Ahora bien, ese envalentonamiento del Estado para volver la autonomía catalana contra los catalanes tiene su raíz en un primer error, digamos un gesto de desconcierto, de nuestras propias instituciones. Me refiero a la dócil aceptación de la aplicación del artículo 155, con dos decisiones que -sí, vuelvan a llamarme ‘lirista’ (1)- no me esperaba. Por un lado, imaginaba que, al menos los diputados independentistas, se resistirían a la suspensión de la legislatura encerrándose en el edificio del Parlament hasta que la policía les echara de forma violenta. La imagen de los diputados desfilando esposados hacia las furgonetas policiales se habría añadido eficazmente al descrédito internacional por la represión policial del 1-O.

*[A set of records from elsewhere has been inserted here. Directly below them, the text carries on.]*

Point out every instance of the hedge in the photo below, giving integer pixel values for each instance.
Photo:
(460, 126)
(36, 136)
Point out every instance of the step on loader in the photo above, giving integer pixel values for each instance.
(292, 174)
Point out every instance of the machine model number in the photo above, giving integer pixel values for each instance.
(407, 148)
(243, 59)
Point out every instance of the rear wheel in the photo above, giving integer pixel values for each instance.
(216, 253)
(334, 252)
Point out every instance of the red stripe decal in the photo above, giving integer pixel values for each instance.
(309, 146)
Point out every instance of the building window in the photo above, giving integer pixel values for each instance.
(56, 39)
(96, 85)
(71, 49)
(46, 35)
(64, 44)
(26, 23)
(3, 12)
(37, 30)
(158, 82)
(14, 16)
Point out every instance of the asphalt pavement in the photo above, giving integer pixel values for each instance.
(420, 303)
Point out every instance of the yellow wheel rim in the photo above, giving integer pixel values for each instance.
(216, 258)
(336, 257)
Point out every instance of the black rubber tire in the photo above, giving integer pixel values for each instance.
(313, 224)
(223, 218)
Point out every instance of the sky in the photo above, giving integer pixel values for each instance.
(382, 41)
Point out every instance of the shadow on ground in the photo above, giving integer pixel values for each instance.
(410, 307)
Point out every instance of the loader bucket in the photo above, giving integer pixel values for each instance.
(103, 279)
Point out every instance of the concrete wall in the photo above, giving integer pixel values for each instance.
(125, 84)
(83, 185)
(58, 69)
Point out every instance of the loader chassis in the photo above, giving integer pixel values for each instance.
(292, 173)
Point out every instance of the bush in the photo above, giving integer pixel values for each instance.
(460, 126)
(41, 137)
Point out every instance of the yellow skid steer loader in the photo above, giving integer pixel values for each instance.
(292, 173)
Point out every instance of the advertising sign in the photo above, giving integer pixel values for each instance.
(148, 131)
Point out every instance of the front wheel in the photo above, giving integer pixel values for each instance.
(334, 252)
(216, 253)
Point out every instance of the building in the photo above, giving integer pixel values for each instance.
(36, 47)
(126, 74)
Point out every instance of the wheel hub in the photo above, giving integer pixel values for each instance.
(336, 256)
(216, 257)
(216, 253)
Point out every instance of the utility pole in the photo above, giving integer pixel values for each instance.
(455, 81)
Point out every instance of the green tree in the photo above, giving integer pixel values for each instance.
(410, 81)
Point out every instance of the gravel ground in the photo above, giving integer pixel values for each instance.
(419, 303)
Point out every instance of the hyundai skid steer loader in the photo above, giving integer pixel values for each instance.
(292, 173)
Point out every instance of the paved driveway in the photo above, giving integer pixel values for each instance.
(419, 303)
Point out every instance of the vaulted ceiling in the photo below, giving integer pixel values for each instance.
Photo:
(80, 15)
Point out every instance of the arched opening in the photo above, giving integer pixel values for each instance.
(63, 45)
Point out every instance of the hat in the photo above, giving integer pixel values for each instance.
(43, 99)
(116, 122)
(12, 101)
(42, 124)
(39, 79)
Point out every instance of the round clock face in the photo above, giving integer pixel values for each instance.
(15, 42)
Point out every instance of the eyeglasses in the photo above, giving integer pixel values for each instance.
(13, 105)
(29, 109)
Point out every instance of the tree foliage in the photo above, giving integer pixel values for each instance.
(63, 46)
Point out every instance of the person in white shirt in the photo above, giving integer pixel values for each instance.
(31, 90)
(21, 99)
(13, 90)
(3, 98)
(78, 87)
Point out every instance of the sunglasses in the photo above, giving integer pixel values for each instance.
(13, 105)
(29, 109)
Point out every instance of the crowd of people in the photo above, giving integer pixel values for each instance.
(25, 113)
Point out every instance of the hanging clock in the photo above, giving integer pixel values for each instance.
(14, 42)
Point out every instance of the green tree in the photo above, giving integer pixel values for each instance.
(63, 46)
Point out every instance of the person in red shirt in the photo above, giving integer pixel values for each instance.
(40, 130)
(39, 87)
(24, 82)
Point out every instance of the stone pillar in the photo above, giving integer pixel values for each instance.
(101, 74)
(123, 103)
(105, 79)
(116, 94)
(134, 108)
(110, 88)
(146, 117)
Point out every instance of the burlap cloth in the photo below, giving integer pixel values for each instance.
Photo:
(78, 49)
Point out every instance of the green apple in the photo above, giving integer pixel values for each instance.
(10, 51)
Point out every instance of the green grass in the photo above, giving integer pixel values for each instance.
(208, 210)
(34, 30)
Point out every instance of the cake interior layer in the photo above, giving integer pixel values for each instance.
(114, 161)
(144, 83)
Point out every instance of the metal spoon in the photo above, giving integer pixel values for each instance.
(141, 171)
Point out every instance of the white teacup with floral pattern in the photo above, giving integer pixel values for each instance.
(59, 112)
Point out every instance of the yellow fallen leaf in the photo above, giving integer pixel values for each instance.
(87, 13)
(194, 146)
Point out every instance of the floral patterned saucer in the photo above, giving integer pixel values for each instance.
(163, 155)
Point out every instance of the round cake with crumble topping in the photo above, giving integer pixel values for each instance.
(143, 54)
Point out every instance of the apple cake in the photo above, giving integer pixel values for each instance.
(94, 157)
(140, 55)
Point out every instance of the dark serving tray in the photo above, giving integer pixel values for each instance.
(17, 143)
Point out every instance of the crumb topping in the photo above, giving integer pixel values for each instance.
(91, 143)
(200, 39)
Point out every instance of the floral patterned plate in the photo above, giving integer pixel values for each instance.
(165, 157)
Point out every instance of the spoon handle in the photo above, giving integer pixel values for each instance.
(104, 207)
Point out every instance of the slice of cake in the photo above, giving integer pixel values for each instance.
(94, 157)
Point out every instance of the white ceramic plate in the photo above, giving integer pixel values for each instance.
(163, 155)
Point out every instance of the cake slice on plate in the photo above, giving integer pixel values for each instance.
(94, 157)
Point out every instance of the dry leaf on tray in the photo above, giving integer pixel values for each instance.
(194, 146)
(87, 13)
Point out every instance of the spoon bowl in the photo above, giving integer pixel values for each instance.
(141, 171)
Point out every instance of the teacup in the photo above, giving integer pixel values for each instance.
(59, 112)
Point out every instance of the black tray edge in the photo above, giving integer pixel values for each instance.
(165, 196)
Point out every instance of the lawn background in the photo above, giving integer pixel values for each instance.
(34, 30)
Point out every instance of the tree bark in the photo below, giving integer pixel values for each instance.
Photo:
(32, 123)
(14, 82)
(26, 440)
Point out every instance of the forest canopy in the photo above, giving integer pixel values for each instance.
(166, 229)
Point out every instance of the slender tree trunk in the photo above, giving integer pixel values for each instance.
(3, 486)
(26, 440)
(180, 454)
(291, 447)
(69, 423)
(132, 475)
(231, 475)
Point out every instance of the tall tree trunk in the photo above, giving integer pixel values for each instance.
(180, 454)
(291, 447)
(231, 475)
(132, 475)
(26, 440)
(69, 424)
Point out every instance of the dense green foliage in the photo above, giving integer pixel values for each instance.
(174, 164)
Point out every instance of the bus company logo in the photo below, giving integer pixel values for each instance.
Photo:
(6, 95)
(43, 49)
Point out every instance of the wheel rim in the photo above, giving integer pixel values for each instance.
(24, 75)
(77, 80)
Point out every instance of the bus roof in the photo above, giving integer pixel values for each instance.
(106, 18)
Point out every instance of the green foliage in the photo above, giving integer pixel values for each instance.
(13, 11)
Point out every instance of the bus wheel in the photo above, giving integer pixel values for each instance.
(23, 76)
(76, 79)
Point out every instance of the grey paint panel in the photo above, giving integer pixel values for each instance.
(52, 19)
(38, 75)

La otras decisión que no compartí -lo escribí aquel 31 de octubre aquí mismo-, pero que acepté por lealtad a los entonces líderes perseguidos, fue el acatamiento de la convocatoria anticipada de elecciones del 21-D. Su escasa legitimidad democrática, las condiciones adversas con las que se participaba y la convicción de que el Estado y sus aparatos de propaganda abocarían a condicionar el voto, las hacían inaceptables. Es cierto que la mayoría independentista -aunque el partido más votado fuera Cs, enemigo declarado de Cataluña- fue leída como una gran victoria. Pero no lo era.

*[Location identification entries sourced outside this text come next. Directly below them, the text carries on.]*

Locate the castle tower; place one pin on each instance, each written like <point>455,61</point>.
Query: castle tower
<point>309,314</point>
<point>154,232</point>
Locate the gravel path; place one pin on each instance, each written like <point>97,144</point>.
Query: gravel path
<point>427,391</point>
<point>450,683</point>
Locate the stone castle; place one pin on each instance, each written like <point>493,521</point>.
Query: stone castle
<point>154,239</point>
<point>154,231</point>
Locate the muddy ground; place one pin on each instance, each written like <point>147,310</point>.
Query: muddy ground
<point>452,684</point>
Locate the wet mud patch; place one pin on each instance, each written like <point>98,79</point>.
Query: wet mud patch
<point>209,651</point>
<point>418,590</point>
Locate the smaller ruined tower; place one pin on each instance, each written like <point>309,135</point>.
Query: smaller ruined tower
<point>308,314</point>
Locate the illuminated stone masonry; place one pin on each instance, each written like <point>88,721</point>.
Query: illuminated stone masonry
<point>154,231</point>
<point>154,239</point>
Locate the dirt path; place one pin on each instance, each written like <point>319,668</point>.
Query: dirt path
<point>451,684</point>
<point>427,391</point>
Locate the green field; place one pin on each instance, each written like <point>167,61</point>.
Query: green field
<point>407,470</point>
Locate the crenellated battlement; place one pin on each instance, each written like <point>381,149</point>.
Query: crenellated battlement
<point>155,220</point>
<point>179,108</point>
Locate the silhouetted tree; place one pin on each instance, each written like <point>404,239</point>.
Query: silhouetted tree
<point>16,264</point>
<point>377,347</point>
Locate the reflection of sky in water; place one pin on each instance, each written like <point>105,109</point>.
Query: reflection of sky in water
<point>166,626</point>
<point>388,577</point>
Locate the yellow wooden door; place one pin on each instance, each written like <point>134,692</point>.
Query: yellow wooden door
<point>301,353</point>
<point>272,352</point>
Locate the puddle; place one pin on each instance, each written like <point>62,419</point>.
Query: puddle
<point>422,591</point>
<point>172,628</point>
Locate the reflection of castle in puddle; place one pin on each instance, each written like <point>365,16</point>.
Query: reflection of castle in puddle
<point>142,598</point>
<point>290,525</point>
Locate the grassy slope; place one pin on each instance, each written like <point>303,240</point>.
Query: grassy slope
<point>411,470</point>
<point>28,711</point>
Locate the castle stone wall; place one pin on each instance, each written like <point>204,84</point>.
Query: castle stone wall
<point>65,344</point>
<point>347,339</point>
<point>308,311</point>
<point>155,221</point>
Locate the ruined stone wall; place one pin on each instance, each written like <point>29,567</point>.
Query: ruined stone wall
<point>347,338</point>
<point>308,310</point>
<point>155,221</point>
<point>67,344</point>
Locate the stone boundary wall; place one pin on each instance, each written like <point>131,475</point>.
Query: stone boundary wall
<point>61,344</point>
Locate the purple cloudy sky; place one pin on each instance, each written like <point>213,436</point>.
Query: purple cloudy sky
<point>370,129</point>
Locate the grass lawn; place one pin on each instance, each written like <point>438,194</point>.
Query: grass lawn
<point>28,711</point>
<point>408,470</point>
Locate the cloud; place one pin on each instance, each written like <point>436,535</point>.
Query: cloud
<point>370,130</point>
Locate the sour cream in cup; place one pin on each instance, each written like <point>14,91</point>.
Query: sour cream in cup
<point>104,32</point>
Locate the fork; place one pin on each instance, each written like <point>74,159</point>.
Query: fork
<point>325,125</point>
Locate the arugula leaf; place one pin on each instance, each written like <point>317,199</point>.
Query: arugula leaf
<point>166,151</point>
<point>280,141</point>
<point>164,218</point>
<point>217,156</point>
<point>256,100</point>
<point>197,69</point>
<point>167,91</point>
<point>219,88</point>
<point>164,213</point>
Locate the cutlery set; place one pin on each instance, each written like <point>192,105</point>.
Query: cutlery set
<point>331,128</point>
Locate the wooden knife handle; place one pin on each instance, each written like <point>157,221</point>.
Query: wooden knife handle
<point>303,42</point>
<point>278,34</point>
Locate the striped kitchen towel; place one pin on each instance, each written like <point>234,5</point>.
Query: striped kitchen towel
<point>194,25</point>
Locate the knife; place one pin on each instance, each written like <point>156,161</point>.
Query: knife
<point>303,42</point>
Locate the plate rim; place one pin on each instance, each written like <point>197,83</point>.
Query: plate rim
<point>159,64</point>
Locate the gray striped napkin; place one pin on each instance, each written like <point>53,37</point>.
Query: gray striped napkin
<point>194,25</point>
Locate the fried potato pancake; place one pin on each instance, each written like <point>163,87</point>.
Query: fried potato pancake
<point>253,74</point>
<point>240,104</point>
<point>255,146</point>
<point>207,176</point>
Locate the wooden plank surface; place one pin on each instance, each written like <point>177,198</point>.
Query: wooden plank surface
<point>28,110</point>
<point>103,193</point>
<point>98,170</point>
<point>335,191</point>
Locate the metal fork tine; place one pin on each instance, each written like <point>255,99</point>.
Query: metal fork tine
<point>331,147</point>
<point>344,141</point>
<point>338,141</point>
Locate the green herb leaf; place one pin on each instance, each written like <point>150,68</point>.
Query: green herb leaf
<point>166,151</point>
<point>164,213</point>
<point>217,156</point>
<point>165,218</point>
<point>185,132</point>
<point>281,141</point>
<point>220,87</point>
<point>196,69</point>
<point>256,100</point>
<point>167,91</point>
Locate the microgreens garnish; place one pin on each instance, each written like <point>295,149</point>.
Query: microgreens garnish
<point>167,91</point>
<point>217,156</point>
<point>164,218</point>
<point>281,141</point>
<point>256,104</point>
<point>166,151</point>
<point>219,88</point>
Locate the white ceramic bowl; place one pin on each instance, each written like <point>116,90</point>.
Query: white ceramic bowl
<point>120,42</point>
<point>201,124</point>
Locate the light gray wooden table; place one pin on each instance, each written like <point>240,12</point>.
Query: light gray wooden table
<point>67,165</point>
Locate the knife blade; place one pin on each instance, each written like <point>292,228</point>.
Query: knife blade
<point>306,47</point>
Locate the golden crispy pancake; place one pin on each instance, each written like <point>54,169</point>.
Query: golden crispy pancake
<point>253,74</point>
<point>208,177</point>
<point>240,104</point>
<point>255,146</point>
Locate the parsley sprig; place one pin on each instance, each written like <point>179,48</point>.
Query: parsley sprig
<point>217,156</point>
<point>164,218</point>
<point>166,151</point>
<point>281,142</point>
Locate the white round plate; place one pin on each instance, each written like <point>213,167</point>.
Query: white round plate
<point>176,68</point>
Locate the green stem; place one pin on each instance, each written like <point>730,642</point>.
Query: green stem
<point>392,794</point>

En primer lugar, no fue una victoria porque las condiciones impuestas autoritariamente a las elecciones de ese infausto 21-D explican el triunfo del partido que más daño ha hecho a Cataluña. Nacido para dividirnos en lo troncal, la lengua, también lo ha hecho en la escuela y en el uso de la libertad de expresión en el espacio público, y ha creado un clima de crispación nunca visto. Que cuatro años después de Cs ya no quede gran cosa, ni es un consuelo ni hace el mal menos grave, porque ha arrastrado -a su derecha y a su izquierda- a estrategias políticas de futuro pensadas para aprovechar el malestar que ha creado.

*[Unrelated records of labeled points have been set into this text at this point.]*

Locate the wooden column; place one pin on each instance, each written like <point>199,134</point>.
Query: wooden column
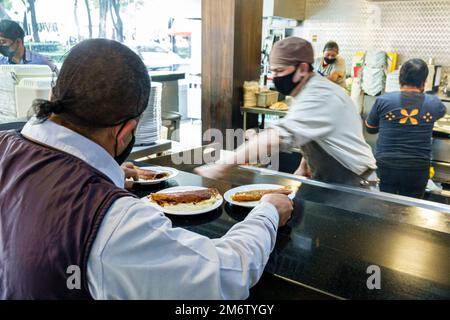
<point>231,54</point>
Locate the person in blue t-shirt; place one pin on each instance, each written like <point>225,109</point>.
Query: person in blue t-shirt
<point>404,121</point>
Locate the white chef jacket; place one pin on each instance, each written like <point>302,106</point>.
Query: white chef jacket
<point>137,254</point>
<point>324,113</point>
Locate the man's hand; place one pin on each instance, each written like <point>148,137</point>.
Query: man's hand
<point>130,172</point>
<point>303,169</point>
<point>283,205</point>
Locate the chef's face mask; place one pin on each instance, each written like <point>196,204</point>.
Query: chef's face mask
<point>7,51</point>
<point>329,60</point>
<point>120,158</point>
<point>286,84</point>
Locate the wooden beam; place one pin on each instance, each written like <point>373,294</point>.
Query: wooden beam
<point>231,54</point>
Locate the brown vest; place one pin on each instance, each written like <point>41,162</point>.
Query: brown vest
<point>51,207</point>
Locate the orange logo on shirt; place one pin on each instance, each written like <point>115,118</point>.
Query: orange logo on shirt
<point>409,116</point>
<point>428,117</point>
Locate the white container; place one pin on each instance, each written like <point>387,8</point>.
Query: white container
<point>30,89</point>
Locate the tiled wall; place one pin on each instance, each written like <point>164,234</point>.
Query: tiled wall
<point>410,28</point>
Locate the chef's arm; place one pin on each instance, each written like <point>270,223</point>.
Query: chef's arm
<point>256,149</point>
<point>259,145</point>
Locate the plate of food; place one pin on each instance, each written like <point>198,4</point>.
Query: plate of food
<point>153,175</point>
<point>187,200</point>
<point>282,106</point>
<point>250,195</point>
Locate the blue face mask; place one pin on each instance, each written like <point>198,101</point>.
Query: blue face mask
<point>285,84</point>
<point>6,51</point>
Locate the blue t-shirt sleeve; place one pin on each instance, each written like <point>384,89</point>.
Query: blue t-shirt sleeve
<point>442,110</point>
<point>373,120</point>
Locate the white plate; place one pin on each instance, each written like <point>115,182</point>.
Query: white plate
<point>172,173</point>
<point>200,210</point>
<point>250,187</point>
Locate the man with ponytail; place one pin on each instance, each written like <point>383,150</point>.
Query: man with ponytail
<point>64,211</point>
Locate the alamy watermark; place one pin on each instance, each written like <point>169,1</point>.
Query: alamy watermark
<point>74,279</point>
<point>374,280</point>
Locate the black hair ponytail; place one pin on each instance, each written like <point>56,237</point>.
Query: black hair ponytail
<point>45,108</point>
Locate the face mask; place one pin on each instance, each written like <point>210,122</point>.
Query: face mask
<point>125,153</point>
<point>329,61</point>
<point>284,84</point>
<point>5,50</point>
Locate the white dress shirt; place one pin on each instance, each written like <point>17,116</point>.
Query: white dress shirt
<point>137,254</point>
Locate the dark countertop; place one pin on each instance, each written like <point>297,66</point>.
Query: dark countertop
<point>334,237</point>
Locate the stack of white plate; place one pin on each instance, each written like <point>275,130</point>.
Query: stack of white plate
<point>149,128</point>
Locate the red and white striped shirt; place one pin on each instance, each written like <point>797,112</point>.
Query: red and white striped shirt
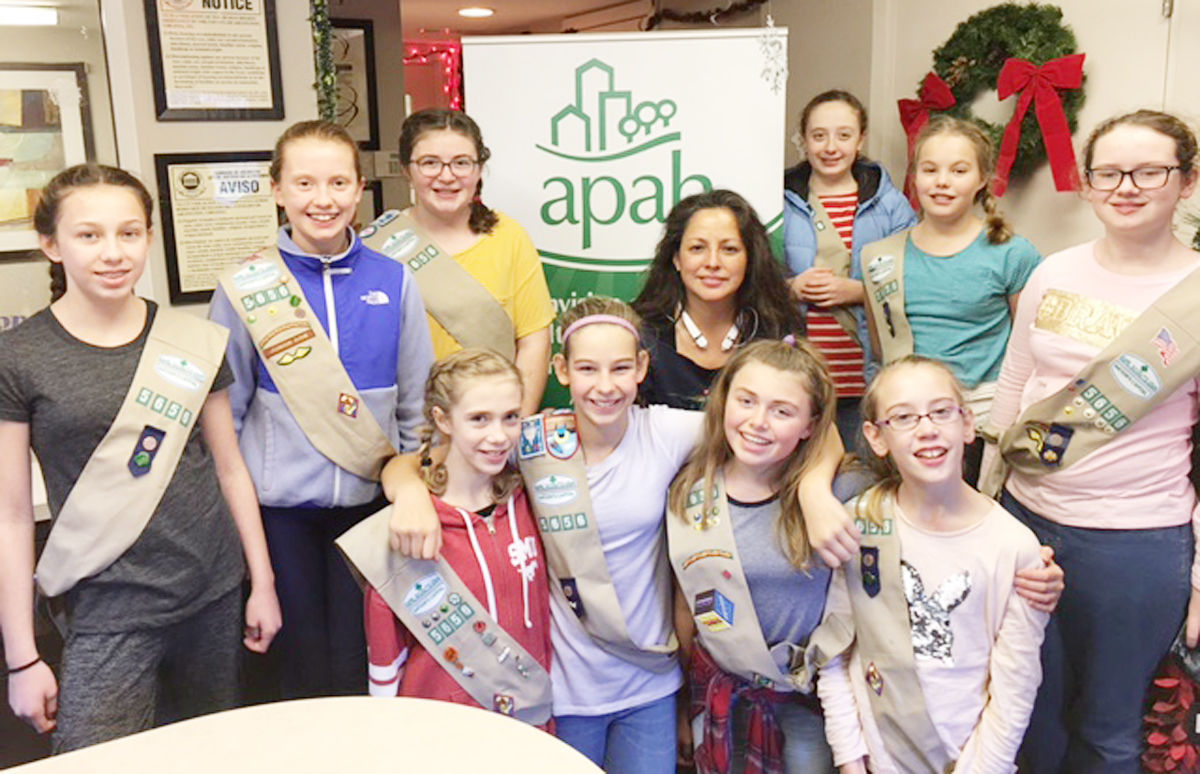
<point>826,333</point>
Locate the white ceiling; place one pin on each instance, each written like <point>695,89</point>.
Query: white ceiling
<point>511,16</point>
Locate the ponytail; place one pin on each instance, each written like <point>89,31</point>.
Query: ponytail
<point>999,231</point>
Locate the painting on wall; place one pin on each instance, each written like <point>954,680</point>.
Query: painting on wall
<point>45,127</point>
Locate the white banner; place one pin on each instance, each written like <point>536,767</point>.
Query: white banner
<point>595,137</point>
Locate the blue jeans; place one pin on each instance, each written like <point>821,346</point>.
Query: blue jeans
<point>805,750</point>
<point>1127,593</point>
<point>322,647</point>
<point>636,741</point>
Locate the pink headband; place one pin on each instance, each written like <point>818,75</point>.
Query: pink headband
<point>593,319</point>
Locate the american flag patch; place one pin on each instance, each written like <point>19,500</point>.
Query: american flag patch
<point>1165,345</point>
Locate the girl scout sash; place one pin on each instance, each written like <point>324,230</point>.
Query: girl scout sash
<point>449,622</point>
<point>306,371</point>
<point>832,253</point>
<point>1147,361</point>
<point>455,299</point>
<point>557,479</point>
<point>125,478</point>
<point>706,562</point>
<point>883,277</point>
<point>881,631</point>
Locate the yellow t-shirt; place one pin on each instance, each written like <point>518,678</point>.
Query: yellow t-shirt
<point>507,264</point>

Pero, en segundo lugar, no fue una victoria porque contribuyó como nunca a una división del independentismo que no ha dejado de crecer. La oposición de ERC a elegir al president legítimo en el exilio, el papel de la CUP impidiendo la elección de Jordi Turull o el abandono de todos juntos del president Quim Torra al capricho de la Junta Electoral Central, hasta los hechos de ahora mismo, todo es resultado de haber aceptado aquella mascarada de elecciones. Se ha bromeado con las capacidades políticas de Rajoy, pero hay una indiscutible. Rajoy sabía controlar los tiempos de la política, generalmente con una aparente inacción esperando a que pasara la tormenta, pero en esta ocasión con una imprevista rapidez que le permitió dar la vuelta al pulso que había perdido el 1-O.
No sabemos qué habría pasado si el 27 de octubre de 2017 una mayoría de diputados hubiera decidido no abandonar el Parlamento. Y tampoco nunca sabremos qué habría pasado si el independentismo no se hubiera presentado a unas elecciones amañadas, ni cómo habría sobrevivido a un hipotético nuevo govern y Parlament conseguido con menos electores que los del referéndum del 1-O. Pero lo que es seguro es que ahora no estaríamos en esa patética situación en la que, se haga lo que se haga, gana el Estado porque es quien determina las reglas de juego del terreno en el que nos hizo entrar. La aceptación de un marco político indigno ha arrastrado al independentismo a la indignidad, y no será fácil salir de ella.